Der Immobilienboom könnte ein abruptes Ende nehmen. Die Bautätigkeit nahm 2013 fast zwölf Prozent der Gesamtwirtschaftsleistung ein – viel zu viel und annähernd so hoch wie in Spanien oder Irland zu Zeiten der dortigen Immobilienblasen. In China kaufen viele Menschen Wohnungen, ohne sie je gesehen zu haben, nur, um sie mit möglichst viel Gewinn schnell wieder zu verkaufen, ein klares Blasensymptom. Erste Vorboten eines Crashs gibt es schon, etwa geringere Kreditvergabe und rückläufige Bautätigkeit.
Was hat die Immobilienblase in China mit dem Dax zu tun?
Viele Wohnungen in China stehen leer, da sie ja reine Spekulationsobjekte sind. Können diese nicht wie gedacht teurer verkauft werden, werden viele Spekulanten ihre Kredite nicht mehr bedienen. Die Banken und Schattenbanken, die viel finanziert haben, müssten sie abschreiben. Sie kämen selbst in Schieflage, die Kreditvergabe an die Industrie und Privatleute käme zum Erliegen – wie in der US-Subprimekrise eben. Das würde die Wirtschaft der gesamten Region in Mitleidenschaft ziehen und damit auch die deutschen Exporte. Die starke Abhängigkeit vom Export und von Asien kann also für den Dax zum Bumerang werden. Aber Asien macht mir noch aus anderen Gründen Sorge.
Aus welchen denn?
Ich spreche viel mit Managern asiatischer Unternehmen. Alle haben Angst vor China. Sie fürchten, dass China seinen Machtbereich und den Zugang zu Rohstoffen in der Region aggressiv ausweiten könnte.
Sie reden von Krieg?
Das ist in der Tat die Angst vieler, ja. Mit Vietnam gibt es Spannungen, mit Korea, auch mit Japan. Auch die Annäherung Chinas an Russland sehen viele mit Sorge. Die geopolitischen Risiken – auch die Ukraine-Krise ist ja alles andere als ausgestanden – und China sind die beiden großen Risiken für den Dax. Treten sie nicht ein, sollten Aktien in den kommenden Jahren besser laufen als andere Anlageformen; kommt es aber zur Eskalation der einen oder anderen Krise, würde speziell der deutsche Aktienmarkt leiden.
Wie sollen Anleger mit dieser Situation umgehen?
Um es klar zu sagen: Der beste Zeitpunkt, auf breiter Front in Aktien zu gehen, ist vorbei. Voll rein in Aktien muss man, wenn die Geldpolitik gelockert wird, die Zinsen gesenkt und die Konjunktur noch unten ist. Dann haben Aktien den größten Hebel. Wenn die Konjunktur bereits wieder brummt, ist das Beste gelaufen.

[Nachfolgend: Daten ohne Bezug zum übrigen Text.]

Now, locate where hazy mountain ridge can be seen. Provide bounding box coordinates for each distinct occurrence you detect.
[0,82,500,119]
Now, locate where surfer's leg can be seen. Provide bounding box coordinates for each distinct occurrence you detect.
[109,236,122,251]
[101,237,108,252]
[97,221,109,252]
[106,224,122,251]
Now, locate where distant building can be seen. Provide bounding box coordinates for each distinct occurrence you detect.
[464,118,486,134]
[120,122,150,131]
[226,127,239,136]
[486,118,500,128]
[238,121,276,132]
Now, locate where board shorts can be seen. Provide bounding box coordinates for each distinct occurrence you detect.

"Breit diversifizieren, Gold beimischen"
Der beste Zeitpunkt ist vorbei, aber was ist die Alternative zu Aktien?
Das ist der Punkt. Wir erleben die historisch seltene Konstellation, dass Zinsprodukte wie Anleihen und Sparkonten auf Jahre hinaus einfach nichts bringen. Man muss also Aktien haben, sonst wird man kalt enteignet, weil die Inflation höher liegt als die Renditen.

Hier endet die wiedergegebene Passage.